Unsere Begegnung fand statt im Sommer 1921, als Putti seine erste Ausfahrt in einem, wie mir später versichert wurde, hocheleganten Kinderwagen unternahm. Es war in Wilmersdorf, das erst ein halbes Jahr zuvor und zusammen mit Charlottenburg, Schöneberg, Friedenau und etlichen anderen Dörfern und Städten der Umgebung von der sich gerade zur Metropole Groß-Berlin mausernden Hauptstadt geschluckt worden war. Dieser Eingemeindung hatten Putti und auch ich es zu verdanken, dass wir gebürtige Berliner sind wie unsere Eltern.
Ich soll damals, beim ersten Anblick von Putti, vor Vergnügen gejauchzt haben, und mein Entzücken kannte angeblich keine Grenzen. Daran kann ich mich zwar nicht erinnern, aber es gibt ein Foto von dieser ersten Begegnung, das für sich selbst spricht.
Meine eigene früheste Erinnerung an Putti, der damals etwa drei Jahre alt war, hat mit Stachel- und anderen Beeren zu tun, die er mir in den Mund zu drücken versuchte, wohl um mir damit eine Freude zu machen. Ich mochte schon damals keine Stachelbeeren, aber Putti blieb beharrlich und probierte es als Nächstes mit roten und schwarzen Johannisbeeren, für die ich auch nichts übrighatte.
Jedenfalls gab es dann aufgeregte Versuche, uns zu säubern, zunächst mit kaltem Wasser aus dem Gartenschlauch, was meine Erinnerung daran so frisch gehalten haben mag. Aber für unsere hellblauen und gelben Bleyle-Anzüge kam jede Hilfe zu spät.
Von diesem bedauerlichen Vorfall abgesehen, war mir Putti damals ein guter, zuverlässiger und fleißiger Arbeitskollege beim Pampe-Anrühren und Kuchenbacken im Sandkasten.
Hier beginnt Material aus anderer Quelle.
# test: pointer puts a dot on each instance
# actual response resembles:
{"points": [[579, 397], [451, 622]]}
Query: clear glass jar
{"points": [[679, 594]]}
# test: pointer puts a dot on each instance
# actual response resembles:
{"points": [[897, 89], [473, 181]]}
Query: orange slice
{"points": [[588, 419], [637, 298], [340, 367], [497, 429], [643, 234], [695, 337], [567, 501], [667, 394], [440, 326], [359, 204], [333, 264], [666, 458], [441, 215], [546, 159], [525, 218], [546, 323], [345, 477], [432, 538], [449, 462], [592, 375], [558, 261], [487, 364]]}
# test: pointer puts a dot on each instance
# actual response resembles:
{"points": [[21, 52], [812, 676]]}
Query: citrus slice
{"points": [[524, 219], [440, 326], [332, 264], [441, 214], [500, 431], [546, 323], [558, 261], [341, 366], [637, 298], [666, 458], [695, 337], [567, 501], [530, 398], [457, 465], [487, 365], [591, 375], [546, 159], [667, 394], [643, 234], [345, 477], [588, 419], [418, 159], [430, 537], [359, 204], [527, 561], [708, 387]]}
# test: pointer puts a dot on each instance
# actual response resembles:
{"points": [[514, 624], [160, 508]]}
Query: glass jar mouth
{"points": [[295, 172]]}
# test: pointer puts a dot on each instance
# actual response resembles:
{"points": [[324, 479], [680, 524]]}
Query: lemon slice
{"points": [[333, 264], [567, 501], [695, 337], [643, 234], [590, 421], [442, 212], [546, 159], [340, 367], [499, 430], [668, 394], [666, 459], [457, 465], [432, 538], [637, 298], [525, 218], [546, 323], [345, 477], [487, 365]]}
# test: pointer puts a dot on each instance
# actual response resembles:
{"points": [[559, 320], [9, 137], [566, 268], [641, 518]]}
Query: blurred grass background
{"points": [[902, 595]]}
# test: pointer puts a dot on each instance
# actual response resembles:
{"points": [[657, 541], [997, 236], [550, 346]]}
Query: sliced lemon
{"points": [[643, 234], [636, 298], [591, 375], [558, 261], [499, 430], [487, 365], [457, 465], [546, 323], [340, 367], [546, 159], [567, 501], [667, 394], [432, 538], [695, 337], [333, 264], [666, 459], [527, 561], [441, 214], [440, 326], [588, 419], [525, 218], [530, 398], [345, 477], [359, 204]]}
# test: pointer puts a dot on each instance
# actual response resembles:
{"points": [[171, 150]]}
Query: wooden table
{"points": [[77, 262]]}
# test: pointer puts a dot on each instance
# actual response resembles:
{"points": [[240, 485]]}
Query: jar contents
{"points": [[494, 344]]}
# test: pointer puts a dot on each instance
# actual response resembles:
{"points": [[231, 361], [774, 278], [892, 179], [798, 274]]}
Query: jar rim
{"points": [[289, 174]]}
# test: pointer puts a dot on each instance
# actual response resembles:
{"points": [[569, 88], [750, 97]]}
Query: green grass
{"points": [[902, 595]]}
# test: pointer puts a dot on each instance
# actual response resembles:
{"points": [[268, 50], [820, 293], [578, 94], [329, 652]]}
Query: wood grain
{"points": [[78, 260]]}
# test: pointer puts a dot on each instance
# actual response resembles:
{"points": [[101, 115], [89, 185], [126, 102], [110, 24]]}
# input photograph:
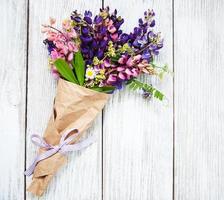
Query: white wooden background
{"points": [[145, 150]]}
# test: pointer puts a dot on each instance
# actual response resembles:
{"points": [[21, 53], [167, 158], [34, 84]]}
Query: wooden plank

Mit Poldi Hirschfeld als dritter Fachkraft und dessen jüngerem Bruder Frank als meist willigem, aber noch anzulernendem Hilfsarbeiter haben wir bis etwa 1928 so manchen Zentner weißen Sandes zu Napfkuchen und kleinem Gebäck verarbeitet, sogar noch, als Putti, Poldi und ich bereits gemeinsam täglich drei bis vier lange Vormittagsstunden in der ersten Klasse der Volksschule verbringen mussten.
Die Schule, die die Wilmersdorfer Stadtväter ans Ende der dort noch unbebauten Babelsberger Straße gestellt hatten, ragte schräg gegenüber unserem Garten als ein hoher, hässlicher grauer Steinkasten aus einer unberührten Wildnis, in der wir später als erfahrene Trapper dem Kriegspfad der tapferen Sioux folgten (oder als Apachen die Bleichgesichter zu vertreiben suchten).
Bernt, Poldi und Putti, 1923 (von links nach rechts)
Als ABC-Schützen aber trauerten wir noch dem Sandkasten nach, den man vom Klassenfenster aus sehen konnte und wo es für uns Wichtigeres zu tun gegeben hätte als das Vollmalen der vielen Reihen einer ganzen Heftseite mit schleifchenverzierten Ostereiern, die nach der Meinung eines uns unbekannten Herrn Sütterlin sämtlich den Buchstaben O bedeuten sollten.
Während der Jahre unserer gemeinsamen Volksschulzeit wurden wir ausschließlich von Herrn Lehrer Strelow unterrichtet, einem schnurrbärtigen, hageren Pommern, der Rohköstler und – unserem Mitschüler Boris Belogusski zufolge, der Familie Strelow in deren Schrebergarten beobachtet hatte – auch ein »Lichtfreund« war, worunter wir uns zunächst wenig vorstellen konnten, aber Boris erklärte es uns, und wir staunten sehr. Herr Strelow, der stets stark nach Knoblauch roch und uns großen Respekt einflößte, brachte seinen mehr als fünfzig Schülern nicht nur die Künste des Schreibens, Lesens und Rechnens bei, sondern auch Turnen, Zeichnen, märkische Heimat- und Naturkunde, ja sogar Religion.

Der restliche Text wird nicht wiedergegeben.